Harry Dean Stanton shines in one of his final roles

Starring Harry Dean Stanton, David Lynch, Ron Livingston and Ed Begley Jr. Directed by John Carroll Lynch. Pageant Theatre. Rated R.
Rated 4.0

The title character is an old Navy vet called “Lucky” who moseys through his final days in a small desert town, bantering with his old friends and an occasional nemesis at his favorite hangouts.

The movie that tells Lucky’s story is a wistfully meandering mixture of low-key comedy and anecdotal character study, and even if the actor who plays Lucky (Harry Dean Stanton) hadn’t died recently, the film itself plays like a valedictory, a mildly picaresque victory lap for the quirkily iconic geezer who is its leading player.

It’s a modest affair but consistently amusing, and Stanton’s performance as the cantankerously nonchalant Lucky is reason enough for the entire enterprise. But Lucky is no one-man show. There’s also a large and sprightly supporting cast on hand, including especially a grizzled array of veteran movie actors who seem variously well-attuned to rough-edged amiability that defines Lucky and Lucky (and reflects Stanton, as well).

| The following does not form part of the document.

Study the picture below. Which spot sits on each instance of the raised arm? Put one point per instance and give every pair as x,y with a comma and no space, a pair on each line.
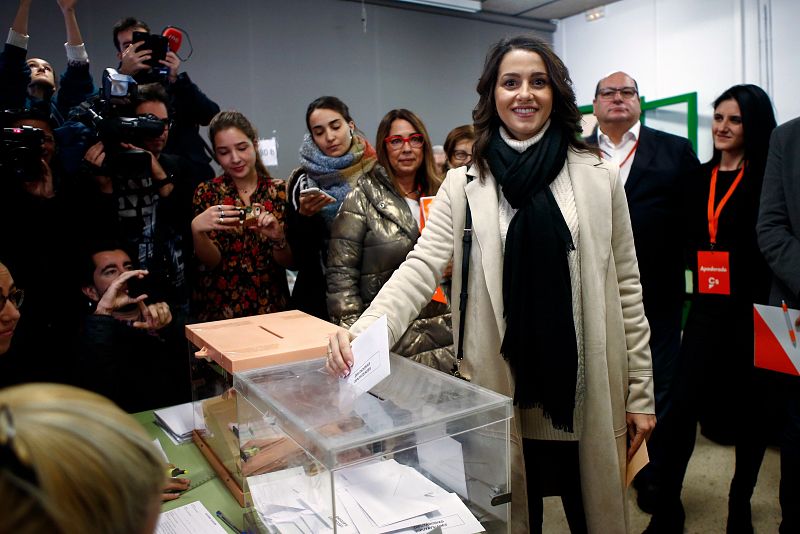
70,22
20,24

The curmudgeonly standouts include David Lynch as a gentleman-naif sporting a fedora and a white linen suit; Ed Begley Jr. as the town doctor who treats Lucky with mixtures of affection and sarcasm; Tom Skerritt as an ex-Marine still spoiling for a fight; James Darren as Paulie, a well-preserved pretty boy with a touch of Hollywood flash and Las Vegas gangster to him; and Barry Shabaka Henley as the no-nonsense bartender at Lucky’s preferred watering hole.

Each of the above gets a special moment or two in the proceedings, but Lynch is particularly remarkable. He might be playing a version of himself or a version of a character he has imagined for one of his own movies. But he is excellent in a role that evokes a whole other movie’s worth of story without ever losing its plausibility in the Stantonian world of Lucky.

There are women in Lucky also, but the only real standout among them is Beth Grant as Elaine, the swanky-looking restaurateur who at first appears to be the Paulie’s trophy companion, but subsequently emerges as one of the few people in Lucky’s orbit who wields real authority.